Les mahométans ont le jeûne du Ramazan (ou Rama­dan) qui est, selon les années, de vingt-neuf ou de trente jours. Ils s'abstiennent de toute nourriture, solide ou liquide, du lever au coucher du soleil. Ils y sont tous soumis, quels que soient d'ailleurs leurs âges, leur sexe et leur rang ; mais par contre, ils mangent pendant la nuit. Les malades sont obligés de jeûner après leur rétablissement. Dans l'Eglise grecque, le jeûne est pres­crit le mercredi et le samedi de chaque semaine et s'observe également 40 jours avant Noël, 40 jours avant Pâques, de la fête de la Trinité à la saint Pierre et du 1er au 16 août. Le jeûne enjoint par l'Eglise catholique consiste dans l'abstinence de certains aliments, dans la diminution de sa nourriture ordinaire, et dans la priva­tion de toute nourriture pendant certaine mesure de temps ; il n'est obligatoire que pour ceux qui ont vingt et un ans accomplis. Dans l'Eglise catholique, les jours de jeûne sont les quarante jours du carême (sauf les dimanches), les Quatre-Temps et les Vigiles, et les veilles de certaines fêtes. Il est également ordonné d'observer le jeûne eucharistique : abstention de tout aliment, à partir de minuit, avant réception de l'eucharistie. Le prêtre ne doit dire la messe que s'il est, lui aussi, en règle avec cette prescription. Les Protestants, en général, ont rejeté les jeûnes établis par l'Eglise romaine.

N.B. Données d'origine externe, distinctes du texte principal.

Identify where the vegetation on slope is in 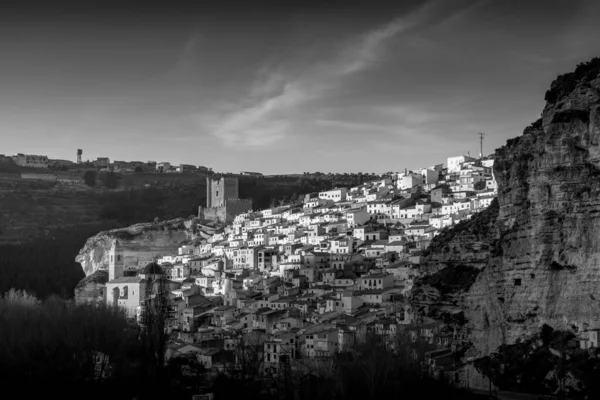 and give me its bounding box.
[475,325,600,399]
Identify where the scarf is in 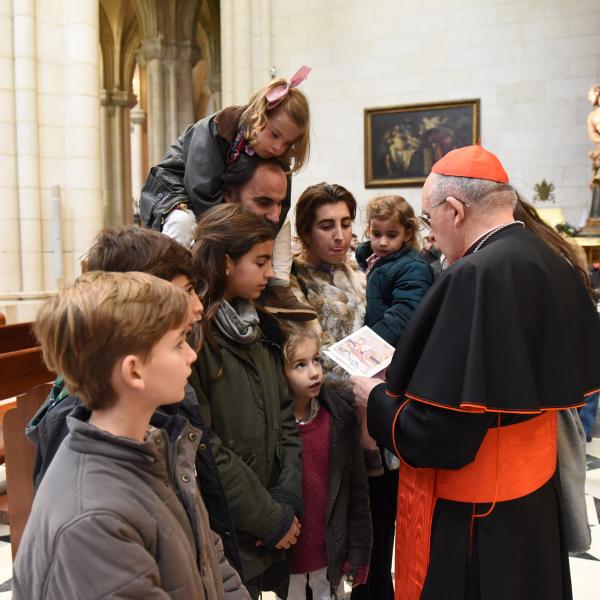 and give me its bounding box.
[215,298,259,346]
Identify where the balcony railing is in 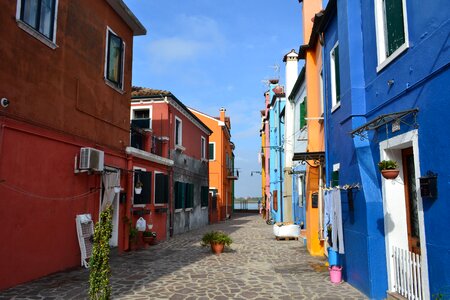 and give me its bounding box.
[130,119,166,157]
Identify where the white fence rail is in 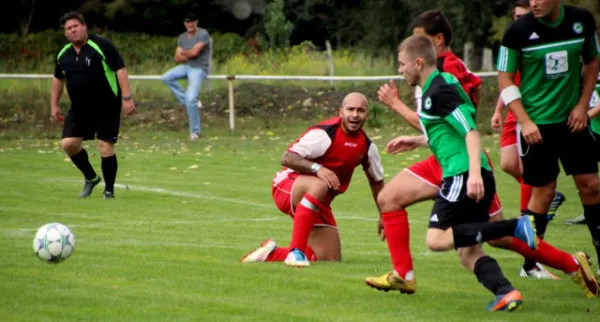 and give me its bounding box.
[0,72,600,131]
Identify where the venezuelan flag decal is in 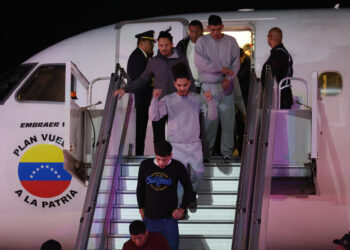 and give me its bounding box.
[18,144,72,198]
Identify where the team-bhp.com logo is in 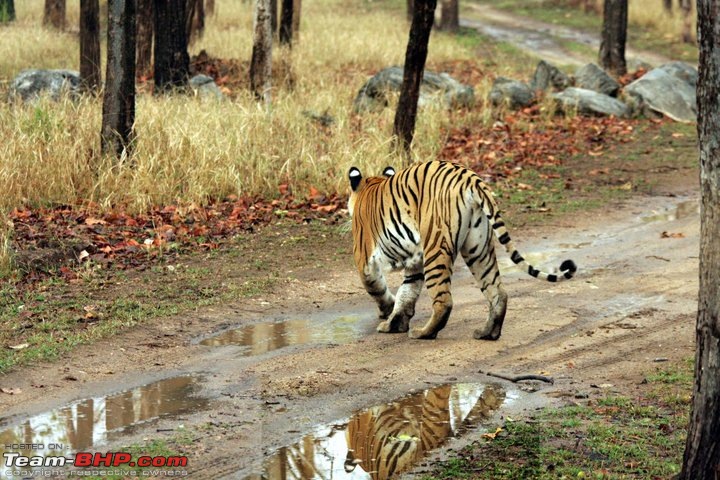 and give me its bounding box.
[3,452,187,476]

Calvin, cependant, reconnaît, dans ses Institutions, que l'Eglise a le droit d'établir des jeûnes. Et un nombre important de sectes protestantes - tels les Anglicans, les protestants d'Amérique, etc. - admettent et prati­quent le jeûne... Chez les Juifs, la loi de Moïse ne pres­crivait qu'un jour de jeûne, celui de la fête des Expia­tions, le dixième jour du septième mois (Lévit. XXIII, 27). Plus tard, les Juifs établirent les quatre jeûnes nationaux (quatrième, cinquième, septième, dixième mois) en souvenir des principaux événements du siège de Jérusalem et le jeûne de Purim, pour rappeler le danger couru par leur nation sous Assuérus...

Le jeûne est imposé en certains cas de maladie. Il est volontairement pratiqué par ceux qui en font un métier et qu'on peut appeler les professionnels du jeûne. On s'est demandé quelle est la durée de survie que peut atteindre une personne pratiquant le jeûne total, absolu, qu'ils se soumettent volontairement à ce régime d’abstention ou qu'ils le subissent accidentellement (famine, naufrage, ensevelissement ou maladie). Les jeûneurs peuvent résister un temps plus ou moins long, suivant la quantité de leurs réserves nutritives (glucose, glyco­gène), temps que l'on évalue à une moyenne de 20 à 25 jours. Mais certains jeûneurs célèbres ont dépassé largement ce chiffre : Succi, 30 jours; Tanner, 40 jours; Merlatti, 50 jours, sont revenus progressivement à l'alimentation normale après leur expérience.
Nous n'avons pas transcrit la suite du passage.